San Francisco’s proposed reparations plan, which would give $5 million to each eligible Black person, will be publicly discussed for the first time at the city’s Board of Supervisors meeting Tuesday afternoon.

Details: To be eligible for reparations, a person would need to be at least 18 years old and have identified as Black or African American on public documents for at least 10 years.

  • They may also need to prove they were born in San Francisco between 1940 and 1996 and lived in the city for at least 13 years, and were displaced, or a descendant of someone displaced, from the city by urban renewal.

State of play: The city is trying to make amends for previous actions that ultimately led to a lack of opportunities and displacement of a portion of the city’s Black population.

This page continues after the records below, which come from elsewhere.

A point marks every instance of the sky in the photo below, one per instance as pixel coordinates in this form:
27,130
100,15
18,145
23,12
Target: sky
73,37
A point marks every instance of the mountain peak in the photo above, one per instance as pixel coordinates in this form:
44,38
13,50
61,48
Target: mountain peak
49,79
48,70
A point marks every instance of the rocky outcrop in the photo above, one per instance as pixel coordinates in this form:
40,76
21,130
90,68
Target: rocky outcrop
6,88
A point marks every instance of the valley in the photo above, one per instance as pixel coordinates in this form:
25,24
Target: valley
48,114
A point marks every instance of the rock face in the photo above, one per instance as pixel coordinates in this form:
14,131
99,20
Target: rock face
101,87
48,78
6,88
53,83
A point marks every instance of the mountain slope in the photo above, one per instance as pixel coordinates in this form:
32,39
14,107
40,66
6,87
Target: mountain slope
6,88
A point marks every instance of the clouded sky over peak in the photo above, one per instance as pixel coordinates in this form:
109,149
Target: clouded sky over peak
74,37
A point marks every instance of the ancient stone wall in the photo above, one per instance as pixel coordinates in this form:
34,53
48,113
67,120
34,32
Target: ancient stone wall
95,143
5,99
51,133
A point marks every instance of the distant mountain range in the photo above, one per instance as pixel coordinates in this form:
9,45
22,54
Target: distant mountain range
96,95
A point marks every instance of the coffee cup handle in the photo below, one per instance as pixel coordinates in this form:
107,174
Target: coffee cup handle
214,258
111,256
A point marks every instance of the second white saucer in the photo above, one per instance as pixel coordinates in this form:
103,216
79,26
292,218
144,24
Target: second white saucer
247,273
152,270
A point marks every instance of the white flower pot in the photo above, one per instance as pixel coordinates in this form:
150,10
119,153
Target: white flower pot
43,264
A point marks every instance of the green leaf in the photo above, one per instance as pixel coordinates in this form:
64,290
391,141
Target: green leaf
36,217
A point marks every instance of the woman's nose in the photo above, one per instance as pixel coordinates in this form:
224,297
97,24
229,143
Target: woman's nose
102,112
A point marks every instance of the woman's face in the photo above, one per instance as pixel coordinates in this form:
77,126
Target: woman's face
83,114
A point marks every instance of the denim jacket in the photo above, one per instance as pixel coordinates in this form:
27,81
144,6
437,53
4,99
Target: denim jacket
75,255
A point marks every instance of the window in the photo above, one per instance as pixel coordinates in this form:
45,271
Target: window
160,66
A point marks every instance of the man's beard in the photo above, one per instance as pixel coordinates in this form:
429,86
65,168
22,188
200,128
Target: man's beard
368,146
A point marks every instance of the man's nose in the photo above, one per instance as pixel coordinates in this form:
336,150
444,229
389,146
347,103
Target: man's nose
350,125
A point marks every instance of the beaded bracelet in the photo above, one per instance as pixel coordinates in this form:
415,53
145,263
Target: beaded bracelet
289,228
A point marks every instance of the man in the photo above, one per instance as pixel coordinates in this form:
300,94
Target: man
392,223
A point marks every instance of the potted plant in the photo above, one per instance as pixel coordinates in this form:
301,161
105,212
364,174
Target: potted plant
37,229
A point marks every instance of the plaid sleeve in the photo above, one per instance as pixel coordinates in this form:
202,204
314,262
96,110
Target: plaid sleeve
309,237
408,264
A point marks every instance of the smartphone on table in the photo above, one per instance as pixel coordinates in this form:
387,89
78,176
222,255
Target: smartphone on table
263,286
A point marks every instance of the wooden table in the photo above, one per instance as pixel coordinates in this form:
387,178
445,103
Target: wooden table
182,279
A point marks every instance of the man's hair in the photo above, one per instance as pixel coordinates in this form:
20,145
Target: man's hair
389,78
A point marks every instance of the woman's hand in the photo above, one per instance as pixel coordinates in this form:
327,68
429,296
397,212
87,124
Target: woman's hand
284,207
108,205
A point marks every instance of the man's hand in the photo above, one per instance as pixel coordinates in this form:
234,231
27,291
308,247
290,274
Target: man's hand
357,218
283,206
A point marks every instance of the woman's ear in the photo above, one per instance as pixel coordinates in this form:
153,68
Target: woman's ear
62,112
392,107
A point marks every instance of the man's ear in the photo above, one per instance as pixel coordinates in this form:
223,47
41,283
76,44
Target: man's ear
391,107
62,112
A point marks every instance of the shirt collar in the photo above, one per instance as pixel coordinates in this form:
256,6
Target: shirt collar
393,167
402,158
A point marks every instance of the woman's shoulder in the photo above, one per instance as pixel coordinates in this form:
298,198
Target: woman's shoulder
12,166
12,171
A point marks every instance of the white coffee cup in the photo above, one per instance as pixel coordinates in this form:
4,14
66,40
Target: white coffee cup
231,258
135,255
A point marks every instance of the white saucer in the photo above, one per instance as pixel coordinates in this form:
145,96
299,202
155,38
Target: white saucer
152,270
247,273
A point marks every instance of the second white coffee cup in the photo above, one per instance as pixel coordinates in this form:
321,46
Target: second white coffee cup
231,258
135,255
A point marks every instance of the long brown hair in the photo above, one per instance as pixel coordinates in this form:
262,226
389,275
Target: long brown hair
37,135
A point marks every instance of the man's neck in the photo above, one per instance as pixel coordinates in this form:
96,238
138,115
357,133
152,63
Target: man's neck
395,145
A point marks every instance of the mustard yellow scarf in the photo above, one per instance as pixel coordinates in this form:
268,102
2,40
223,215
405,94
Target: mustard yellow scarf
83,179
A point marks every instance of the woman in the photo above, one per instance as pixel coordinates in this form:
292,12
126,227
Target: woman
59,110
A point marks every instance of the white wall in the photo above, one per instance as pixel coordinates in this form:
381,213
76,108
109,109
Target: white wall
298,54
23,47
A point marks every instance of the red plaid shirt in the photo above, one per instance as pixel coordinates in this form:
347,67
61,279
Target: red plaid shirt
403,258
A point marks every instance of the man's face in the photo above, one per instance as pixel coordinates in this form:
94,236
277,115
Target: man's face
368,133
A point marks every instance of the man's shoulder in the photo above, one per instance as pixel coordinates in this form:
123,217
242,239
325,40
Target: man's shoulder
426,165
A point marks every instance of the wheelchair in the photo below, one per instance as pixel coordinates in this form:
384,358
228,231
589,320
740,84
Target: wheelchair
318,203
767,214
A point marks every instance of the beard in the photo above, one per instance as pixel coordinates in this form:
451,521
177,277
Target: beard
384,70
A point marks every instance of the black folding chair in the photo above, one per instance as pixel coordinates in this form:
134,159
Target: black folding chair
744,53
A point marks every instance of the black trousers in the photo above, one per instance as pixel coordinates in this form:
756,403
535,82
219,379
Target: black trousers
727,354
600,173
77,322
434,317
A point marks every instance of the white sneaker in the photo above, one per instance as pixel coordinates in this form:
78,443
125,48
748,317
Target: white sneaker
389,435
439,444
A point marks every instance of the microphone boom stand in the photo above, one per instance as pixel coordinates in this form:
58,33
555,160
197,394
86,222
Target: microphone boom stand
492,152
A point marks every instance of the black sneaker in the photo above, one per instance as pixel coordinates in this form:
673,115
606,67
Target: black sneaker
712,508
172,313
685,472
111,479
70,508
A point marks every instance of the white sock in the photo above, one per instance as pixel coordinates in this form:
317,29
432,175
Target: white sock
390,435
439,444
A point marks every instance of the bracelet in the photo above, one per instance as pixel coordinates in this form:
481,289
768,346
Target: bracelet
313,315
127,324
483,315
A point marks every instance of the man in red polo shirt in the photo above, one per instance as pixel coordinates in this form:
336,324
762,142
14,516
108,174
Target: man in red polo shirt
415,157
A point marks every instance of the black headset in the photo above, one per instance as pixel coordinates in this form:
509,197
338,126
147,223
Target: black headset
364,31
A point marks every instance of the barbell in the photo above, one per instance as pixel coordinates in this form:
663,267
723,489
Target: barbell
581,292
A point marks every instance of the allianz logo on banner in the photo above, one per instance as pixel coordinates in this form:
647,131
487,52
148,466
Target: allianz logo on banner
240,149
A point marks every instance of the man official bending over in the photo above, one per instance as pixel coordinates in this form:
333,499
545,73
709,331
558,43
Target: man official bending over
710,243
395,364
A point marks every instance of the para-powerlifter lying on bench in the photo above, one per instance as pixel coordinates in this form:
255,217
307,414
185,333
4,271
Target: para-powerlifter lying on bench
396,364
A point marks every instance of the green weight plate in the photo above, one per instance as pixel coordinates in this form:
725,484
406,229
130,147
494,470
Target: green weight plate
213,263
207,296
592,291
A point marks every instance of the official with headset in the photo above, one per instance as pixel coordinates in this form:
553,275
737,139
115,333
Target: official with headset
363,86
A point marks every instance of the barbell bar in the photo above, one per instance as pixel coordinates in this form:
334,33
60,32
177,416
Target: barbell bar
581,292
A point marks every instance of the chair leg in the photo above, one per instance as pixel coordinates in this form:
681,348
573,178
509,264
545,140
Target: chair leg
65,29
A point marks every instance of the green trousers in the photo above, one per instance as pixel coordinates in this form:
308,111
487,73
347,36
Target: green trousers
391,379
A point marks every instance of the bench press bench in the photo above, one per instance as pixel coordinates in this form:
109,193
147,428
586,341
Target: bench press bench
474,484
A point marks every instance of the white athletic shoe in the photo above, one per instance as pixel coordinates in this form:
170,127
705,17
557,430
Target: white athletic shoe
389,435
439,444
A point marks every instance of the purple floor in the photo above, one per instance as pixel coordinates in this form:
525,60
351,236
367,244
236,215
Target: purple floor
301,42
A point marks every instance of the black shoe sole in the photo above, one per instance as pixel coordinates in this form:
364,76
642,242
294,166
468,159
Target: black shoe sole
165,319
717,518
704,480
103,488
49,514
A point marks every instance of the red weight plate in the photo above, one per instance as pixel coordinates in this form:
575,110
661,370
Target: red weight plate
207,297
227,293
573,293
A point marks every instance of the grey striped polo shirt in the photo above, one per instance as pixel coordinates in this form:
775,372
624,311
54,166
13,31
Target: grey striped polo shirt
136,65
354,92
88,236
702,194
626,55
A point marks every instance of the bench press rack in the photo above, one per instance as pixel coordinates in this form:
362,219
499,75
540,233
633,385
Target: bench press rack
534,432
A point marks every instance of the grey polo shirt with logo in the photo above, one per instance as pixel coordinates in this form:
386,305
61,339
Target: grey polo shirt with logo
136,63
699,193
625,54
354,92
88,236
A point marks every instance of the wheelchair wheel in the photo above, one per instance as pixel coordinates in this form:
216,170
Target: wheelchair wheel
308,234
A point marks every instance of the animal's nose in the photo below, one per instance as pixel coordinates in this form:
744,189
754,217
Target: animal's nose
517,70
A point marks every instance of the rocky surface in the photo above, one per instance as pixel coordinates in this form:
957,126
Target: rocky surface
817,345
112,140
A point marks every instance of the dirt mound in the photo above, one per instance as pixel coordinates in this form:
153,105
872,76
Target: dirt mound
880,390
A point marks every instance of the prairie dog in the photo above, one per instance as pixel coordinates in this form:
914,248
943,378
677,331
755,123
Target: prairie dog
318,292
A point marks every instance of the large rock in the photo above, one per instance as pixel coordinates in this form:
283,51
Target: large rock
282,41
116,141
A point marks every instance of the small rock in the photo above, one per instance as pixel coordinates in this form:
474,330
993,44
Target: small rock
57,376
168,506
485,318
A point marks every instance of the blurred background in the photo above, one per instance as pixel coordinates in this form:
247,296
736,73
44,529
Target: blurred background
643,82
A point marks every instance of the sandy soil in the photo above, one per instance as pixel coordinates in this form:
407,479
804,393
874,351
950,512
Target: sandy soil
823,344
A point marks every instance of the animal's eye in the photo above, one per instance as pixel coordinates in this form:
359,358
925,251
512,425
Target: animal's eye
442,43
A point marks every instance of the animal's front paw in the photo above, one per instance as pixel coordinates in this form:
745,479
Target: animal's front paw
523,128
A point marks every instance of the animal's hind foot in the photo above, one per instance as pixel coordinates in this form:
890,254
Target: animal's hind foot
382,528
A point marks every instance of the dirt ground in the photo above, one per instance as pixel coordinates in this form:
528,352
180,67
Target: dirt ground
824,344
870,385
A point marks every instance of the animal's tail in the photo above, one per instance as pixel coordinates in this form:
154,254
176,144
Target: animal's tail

  • San Francisco’s urban renewal of the 1960s and ’70s, for example, decimated the Black population in San Francisco’s Fillmore District, an area once known as the Harlem of the West due to its bustling jazz scene.
  • The city’s redevelopment of the Fillmore shuttered 883 businesses, displaced 4,729 households and damaged the lives of nearly 20,000 people, according to the reparations committee.
  • Black people made up 13.4% of the city’s population in 1970, according to U.S. Census data. That has dropped to just 5.7%, according to 2021 Census population estimates.